The bulk of the episode was teasing us with the idea that Abaddon was maybe going to outsmart Crowey and Dean — not that hard, especially in Dean's case. Abaddon's big master plan, surprisingly, isn't just ripping Crowley's head off. Instead, she goes back in time and grabs Crowley's son Gavin MacLeod from 18th century Scotland, and brings him to 21st century Cleveland — there, she threatens Gavin's life to get Crowley to help set a trap for the Winchesters. This turns into lots and lots of Crowley bonding with the son who hates him, and some mildly amusing "fish out of water" comedy with young Gavin encountering lightbulbs and tall buildings and games where the Buccaneers beat the Saints.
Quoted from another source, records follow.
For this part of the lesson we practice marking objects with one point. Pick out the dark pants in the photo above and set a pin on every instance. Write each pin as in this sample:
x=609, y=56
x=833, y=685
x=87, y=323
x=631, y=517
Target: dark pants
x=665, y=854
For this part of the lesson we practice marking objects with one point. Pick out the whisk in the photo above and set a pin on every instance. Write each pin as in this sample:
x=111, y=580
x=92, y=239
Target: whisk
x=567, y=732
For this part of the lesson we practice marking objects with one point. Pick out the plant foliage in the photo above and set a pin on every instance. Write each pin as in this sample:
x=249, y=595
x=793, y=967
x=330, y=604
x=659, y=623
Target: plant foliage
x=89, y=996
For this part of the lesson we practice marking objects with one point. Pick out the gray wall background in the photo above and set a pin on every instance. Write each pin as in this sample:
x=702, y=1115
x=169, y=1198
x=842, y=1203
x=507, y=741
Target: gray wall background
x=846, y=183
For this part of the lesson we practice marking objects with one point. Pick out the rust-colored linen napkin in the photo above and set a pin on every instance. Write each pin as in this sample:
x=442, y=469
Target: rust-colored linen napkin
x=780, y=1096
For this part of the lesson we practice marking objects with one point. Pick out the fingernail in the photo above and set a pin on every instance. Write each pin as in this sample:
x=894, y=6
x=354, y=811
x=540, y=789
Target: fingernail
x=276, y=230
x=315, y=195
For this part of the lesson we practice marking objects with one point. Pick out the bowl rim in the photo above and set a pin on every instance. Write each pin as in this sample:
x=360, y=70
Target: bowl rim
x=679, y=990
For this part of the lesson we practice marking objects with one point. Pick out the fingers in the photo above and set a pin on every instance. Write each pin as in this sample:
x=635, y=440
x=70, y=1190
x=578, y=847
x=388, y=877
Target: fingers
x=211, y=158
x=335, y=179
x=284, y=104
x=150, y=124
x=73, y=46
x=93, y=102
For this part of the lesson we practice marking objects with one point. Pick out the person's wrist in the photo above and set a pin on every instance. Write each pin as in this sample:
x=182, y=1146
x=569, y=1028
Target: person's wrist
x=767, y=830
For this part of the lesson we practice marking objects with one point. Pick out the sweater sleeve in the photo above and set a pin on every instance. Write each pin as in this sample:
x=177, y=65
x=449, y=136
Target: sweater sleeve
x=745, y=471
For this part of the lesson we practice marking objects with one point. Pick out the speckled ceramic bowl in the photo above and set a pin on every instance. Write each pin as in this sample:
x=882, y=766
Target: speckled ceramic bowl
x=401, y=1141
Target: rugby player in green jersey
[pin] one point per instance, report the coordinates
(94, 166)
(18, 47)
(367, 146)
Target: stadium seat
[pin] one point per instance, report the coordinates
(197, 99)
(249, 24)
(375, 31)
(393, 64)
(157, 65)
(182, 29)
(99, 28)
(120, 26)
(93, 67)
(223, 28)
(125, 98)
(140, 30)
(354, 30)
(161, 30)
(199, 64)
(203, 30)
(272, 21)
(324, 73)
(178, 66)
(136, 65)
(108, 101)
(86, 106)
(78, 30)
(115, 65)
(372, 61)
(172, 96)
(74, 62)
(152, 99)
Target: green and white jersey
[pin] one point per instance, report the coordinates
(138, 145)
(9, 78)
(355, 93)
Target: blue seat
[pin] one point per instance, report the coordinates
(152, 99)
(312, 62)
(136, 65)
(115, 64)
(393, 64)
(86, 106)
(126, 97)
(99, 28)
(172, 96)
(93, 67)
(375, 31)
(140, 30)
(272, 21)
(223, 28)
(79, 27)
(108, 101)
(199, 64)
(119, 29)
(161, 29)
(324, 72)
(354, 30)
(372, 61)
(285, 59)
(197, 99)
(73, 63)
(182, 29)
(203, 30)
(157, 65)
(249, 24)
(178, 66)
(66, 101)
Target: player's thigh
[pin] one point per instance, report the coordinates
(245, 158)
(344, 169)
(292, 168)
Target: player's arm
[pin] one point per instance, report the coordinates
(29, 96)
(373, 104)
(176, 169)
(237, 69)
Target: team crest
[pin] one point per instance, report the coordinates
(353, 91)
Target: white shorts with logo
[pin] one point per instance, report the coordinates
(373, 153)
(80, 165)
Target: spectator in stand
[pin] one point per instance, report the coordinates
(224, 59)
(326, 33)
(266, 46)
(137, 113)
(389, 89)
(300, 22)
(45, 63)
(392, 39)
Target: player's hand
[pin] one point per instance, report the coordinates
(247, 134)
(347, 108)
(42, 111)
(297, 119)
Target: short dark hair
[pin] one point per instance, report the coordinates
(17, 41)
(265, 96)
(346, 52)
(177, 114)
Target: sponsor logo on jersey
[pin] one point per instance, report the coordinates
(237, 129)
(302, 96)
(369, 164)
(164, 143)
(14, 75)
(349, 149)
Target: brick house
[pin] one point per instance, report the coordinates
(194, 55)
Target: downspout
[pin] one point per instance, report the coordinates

I guess Crowley has human emotions after all — he's been addicted to blood since Sam "cured" him, but it wasn't clear until now that he still actually had human feelings. And Crowley not only wants to save his son Gavin from Abaddon, but he wants to keep Gavin MacLeod from sailing on the Love Boat to certain death, back in the 18th century. It's all cute — but as the apparent culmination of a long-running storyline, it feels disposable. Even if this is just a fake-out and Abaddon isn't dead (or her plan is going forward somehow), it's still underwhelming.
In the other part of the episode, Castiel has a huge organization behind him in the fight against Metatron, and they capture one of Metatron's wannabe lieutenants. When Sam and Dean use mockery instead of torture, the guy spills everything about Metatron's secret portal to Heaven, his ground army, and his elite shock troops. And then the guy is killed, leaving Castiel to believe he has a mole. So Castiel tries to recruit Gadreel — if not as an ally, then as a spy.
Oh, and Dean is being turned nasty by the Mark of Cain and the First Blade, not surprisingly.
All in all, a pretty entertaining hour of television — but not one that leaves me with a great sense of urgency or storytelling momentum. If anything, it felt somewhat... anticlimactic.